Hollingford, petit village rural de l'Angleterre. Molly y grandit entre son père médecin, les vieilles filles de la ville et sa nourrice. Une enfance heureuse, entourée, qui prend fin quand son père décide de se remarier après avoir intercepté une lettre d'amour enflammée à destination de son innocente fille. une belle-mère, une demi-soeur, Molly change de vie alors que l'amitié et les prémisses de l'amour viennent bousculer ses certitudes.
J'avais aimé Cranford, j'avais aimé Nord et Sud, sans surprise, j'ai aimé Femmes et Filles et mes retrouvailles avec la plume d'Elizabeth Gaskell se sont fait dans une atmosphère de bonheur qui ne s'est pas démentie quoi qu'aient pu en dire mes vertêbres et les lanières de mon sac à main. C'est que l'objet est imposant, l'auteur ne s'étant pas privé de raconter, avec un souffle incontestable, l'histoire de Molly Gibson.
De son enfance à l'orée de sa vie de femme, Elizabeth Gaskell raconte son histoire et celle d'une petite communauté d'hommes et de femmes, fait partager la vie quotidienne d'Hollingford, les drames, les bonheurs, les disputes et les commérages, tous les petits riens qui agitent la bonne société locale et disent mieux que les grands événements l'essence d'une société.

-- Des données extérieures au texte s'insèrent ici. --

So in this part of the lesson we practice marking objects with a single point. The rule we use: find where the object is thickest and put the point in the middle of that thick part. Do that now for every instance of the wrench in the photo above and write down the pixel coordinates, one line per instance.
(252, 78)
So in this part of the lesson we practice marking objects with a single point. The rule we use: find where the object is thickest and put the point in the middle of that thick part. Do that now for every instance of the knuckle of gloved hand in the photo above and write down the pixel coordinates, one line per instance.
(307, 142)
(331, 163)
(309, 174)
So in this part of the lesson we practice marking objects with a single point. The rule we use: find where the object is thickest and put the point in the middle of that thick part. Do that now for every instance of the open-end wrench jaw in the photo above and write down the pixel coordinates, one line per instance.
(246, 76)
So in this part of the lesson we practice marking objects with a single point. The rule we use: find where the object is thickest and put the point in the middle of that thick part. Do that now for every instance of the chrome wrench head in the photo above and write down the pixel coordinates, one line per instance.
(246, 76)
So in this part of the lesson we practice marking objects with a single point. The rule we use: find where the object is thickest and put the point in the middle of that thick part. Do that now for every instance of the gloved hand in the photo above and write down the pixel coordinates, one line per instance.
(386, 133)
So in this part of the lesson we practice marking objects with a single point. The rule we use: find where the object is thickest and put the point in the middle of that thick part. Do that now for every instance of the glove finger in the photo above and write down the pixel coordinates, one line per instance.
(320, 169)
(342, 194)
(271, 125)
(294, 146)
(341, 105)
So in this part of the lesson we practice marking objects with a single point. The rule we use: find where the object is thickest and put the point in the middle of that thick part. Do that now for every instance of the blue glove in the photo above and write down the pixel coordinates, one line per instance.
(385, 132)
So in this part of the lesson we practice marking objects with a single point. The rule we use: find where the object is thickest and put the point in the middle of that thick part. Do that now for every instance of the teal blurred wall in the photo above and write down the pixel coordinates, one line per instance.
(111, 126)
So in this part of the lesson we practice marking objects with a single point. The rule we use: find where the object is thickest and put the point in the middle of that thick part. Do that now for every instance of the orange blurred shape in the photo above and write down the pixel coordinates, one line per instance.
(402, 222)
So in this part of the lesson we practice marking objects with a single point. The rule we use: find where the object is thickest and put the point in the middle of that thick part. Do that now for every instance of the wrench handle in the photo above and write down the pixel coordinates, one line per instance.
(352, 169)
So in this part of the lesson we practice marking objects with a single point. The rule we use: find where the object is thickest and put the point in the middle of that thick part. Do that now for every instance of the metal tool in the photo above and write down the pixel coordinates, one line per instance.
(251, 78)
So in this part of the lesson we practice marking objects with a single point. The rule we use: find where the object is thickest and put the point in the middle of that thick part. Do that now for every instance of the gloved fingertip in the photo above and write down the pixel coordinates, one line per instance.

Une lecture superficielle du roman pourrait laisser penser qu'Elizabeth Gaskell s'appuie sur les clichés pour écrire un long récit irrigué par le thé et solidifié par d'indigestes petits fours. Il est vrai que Molly est une jeune fille digne, morale et vertueuse, que sa demi-soeur Cynthia est frivole et séductrice, que sa belle-mère est aussi inintelligente qu'égoïste, que les nobles sont nobles et capricieux, les vieilles filles et les veuves rigides et cancanières... Mais a bien y regarder, Elizabeth Gaskell croque ses personnages avec une grande finesse psychologique et les rend à la fois complexe et attachants, même les plus agaçants d'entre eux. Au point qu'on regrette de laisser Hollingford à la dernière page tant on a le sentiment d'avoir vécu avec ses habitants.
C'est souvent drôle, les petits travers des uns et des autres provoquant diverses catastrophes, c'est parfois indiciblement triste, et il va sans dire qu'il arrive que l'on frémisse d'indignation face aux injustices et aux méchancetés auxquelles font face les héros et les héroïnes du récit.
Elle mêle les fils des intrigues amoureuses et familiales, n'est jamais avare de rebondissements et d'événements qui donnent toujours envie d'en savoir plus tout en brossant avec réalisme le quotidien dans ce qu'il peut avoir de plus prosaïque et en se moquant avec tendresse de ses personnages.
Un très beau roman donc, à découvrir et savourer comme il se doit... avec une tasse de thé!